Pros
Pfizer had amazing resources both in terms of financial resources and in terms of expertise within the company. Also, it was incredibly supportive of working women (or at least, my own managers certainly were), with many women (and men) being part-time or flex-time. This enabled people to have balanced family lives, and when their children needed them less, it was possible to "gear up" and take on positions of greater responsibility (one wasn't stuck on a mommy track forever). This resulted in a happy, loyal, productive workforce--at least until the site was closed. It was really great working there while it lasted.
Kontras
Now that I'm in a startup, I recognize that Pfizer suffered from a very large bureaucracy that really added inertia to all kinds of things...everything from clinical trial design to contracting to...really everything. For example, now (in a startup) I can obtain contracts myself within 2 minutes; at Pfizer it took days. Sometimes a contract-in-progress at Pfizer would disappear into a black hole (such as Legal review) for weeks, and there would be nothing I could do to shake it loose. That just doesn't happen in a startup. Another thing that really decreased morale was that it was apparent that some sites at Pfizer (Pfizer had lots of sites...fewer now) were "more equal" than others, sometimes treating those at other sites like merely "hands" and not valuing their potentially intelligent input.

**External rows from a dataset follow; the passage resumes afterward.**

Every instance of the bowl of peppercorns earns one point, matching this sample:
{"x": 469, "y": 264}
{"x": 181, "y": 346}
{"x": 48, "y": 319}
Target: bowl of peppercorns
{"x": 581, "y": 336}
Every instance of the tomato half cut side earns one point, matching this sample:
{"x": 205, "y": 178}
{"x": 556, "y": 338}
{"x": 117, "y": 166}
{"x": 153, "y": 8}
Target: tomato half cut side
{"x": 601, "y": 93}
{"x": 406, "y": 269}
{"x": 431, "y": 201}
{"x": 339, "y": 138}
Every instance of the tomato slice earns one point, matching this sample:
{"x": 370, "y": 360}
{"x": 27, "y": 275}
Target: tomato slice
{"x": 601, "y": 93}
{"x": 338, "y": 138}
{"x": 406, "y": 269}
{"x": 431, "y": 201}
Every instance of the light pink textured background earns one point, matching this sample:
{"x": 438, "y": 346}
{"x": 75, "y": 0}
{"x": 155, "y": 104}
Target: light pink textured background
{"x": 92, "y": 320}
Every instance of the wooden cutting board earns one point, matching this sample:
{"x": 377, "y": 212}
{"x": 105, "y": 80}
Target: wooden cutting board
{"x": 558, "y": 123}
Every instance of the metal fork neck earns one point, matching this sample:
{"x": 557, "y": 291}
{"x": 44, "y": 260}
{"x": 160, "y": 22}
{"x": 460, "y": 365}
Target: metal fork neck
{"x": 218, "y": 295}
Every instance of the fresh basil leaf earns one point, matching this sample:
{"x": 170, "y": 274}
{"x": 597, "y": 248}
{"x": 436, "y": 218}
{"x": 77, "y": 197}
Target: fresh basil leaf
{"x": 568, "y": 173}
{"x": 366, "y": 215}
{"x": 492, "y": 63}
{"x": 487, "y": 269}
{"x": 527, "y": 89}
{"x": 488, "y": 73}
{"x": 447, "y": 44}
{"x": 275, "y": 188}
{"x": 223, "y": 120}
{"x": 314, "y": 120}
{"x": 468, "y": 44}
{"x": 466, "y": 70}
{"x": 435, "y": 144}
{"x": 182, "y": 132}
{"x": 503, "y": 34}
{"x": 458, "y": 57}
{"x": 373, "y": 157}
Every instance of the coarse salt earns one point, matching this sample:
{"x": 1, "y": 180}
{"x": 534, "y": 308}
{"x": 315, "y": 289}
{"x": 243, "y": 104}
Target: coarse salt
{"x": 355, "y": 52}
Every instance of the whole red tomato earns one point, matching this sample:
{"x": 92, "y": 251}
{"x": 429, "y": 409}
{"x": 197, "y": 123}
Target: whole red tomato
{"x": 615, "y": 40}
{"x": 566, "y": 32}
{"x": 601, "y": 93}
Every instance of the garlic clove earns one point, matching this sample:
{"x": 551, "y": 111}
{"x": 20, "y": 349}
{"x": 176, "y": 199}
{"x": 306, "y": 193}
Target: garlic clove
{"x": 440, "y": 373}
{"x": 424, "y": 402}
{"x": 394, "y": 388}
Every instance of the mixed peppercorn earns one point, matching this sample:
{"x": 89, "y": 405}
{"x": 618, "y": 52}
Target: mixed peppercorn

At an extreme, this hierarchical posturing would result sometimes in an incorrect decision (e.g., a study design) being implemented because of intersite politics: if the incorrect decision came from a "more equal" site, those from that site might be less likely to listen to critiques from colleagues at the "less equal" site. In such situations, eventually the colleagues at the "less equal" site, being told enough times to shut up and just do what they're told, would give up and just become the well-paid automatons that apparently the company wanted....or leave the project.